Its not always relaxing! I was, and still am, frequently on the ceiling during treatments, and though this doesn’t sell it as a lovely fluffy relaxing treat, it is exactly what I need physically and emotionally. It is as if my system is getting a work out inside and out. I come away feeling rejuvenated, calm and energised. The discomfort I feel only reflects the tension I hold in certain areas of my body, namely my lower spine, digestive system and adrenals.
I have learnt so much from seeing Lisbeth. She has taught me that healing not only comes from relaxing holistic treatments but from a deeper spiritual understanding, a nutritional perspective as well as an emotionally balanced mind. Reflexology helps on all these levels. It helps digestion, it clears my thyroid and adrenal sluggishness, releases tensions and helps flush toxins. I am so much in my head it is a wonder I can hear anything other than the conflicting voices yelling at each other across what little mass of brain I do have, but having regular reflexology helps shut them up and brings some p & q! I love how I can feel the energy and attentions draining away from my head and into my feet.

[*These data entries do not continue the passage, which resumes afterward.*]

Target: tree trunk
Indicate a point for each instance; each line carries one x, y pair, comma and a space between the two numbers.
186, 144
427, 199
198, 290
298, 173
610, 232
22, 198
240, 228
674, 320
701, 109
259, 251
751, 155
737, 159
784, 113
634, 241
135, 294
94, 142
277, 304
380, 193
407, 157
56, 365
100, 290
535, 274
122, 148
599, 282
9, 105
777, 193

Whether you are going through treatment for an illness or simply feeling out of balance, keeping your body functioning well on the inside is imperative. Seeing my foot as a map of my body seemed pretty bizarre but strangely fascinating. Im no scientist but there is a lot to be said for ‘itchy feet’! Lisbeth also practices massage, mindfulness and reiki but her intuition and patience are what makes her treatments such a profound experience.
She believes that
‘Different treatments work for different people and they have to try what they think will help them…..It is important as a therapist to know where your boundaries are and to do what is best for them as individuals……I am always training and still learning.’
Reflexology is good for anyone, unwell or not. I just so happened to discover it because of an illness. I am so glad I did and am committed to having it regularly. It isn’t going to stop me getting cancer but it certainly helps keep me sane and feel proactive in assisting my body deal with stress. Having had more than one diagnosis there are areas that I know Lisbeth will give special attention and because I have known her so long, it makes the treatment much more effective. If it is something you are interested in, look up The Association of Reflexologists for more information.
Anything you do during this healing time is for you and should be tailored to your wellbeing, no one else’s. Lisbeth’s most important lesson to me was to Trust. To trust in my instinct and to trust in myself and my own ability to beat this and that, whatever happened, I would be ok. More importantly, I trusted her and I would trust her with my life, not just my feet. After all, clearly they do more than just keep me standing!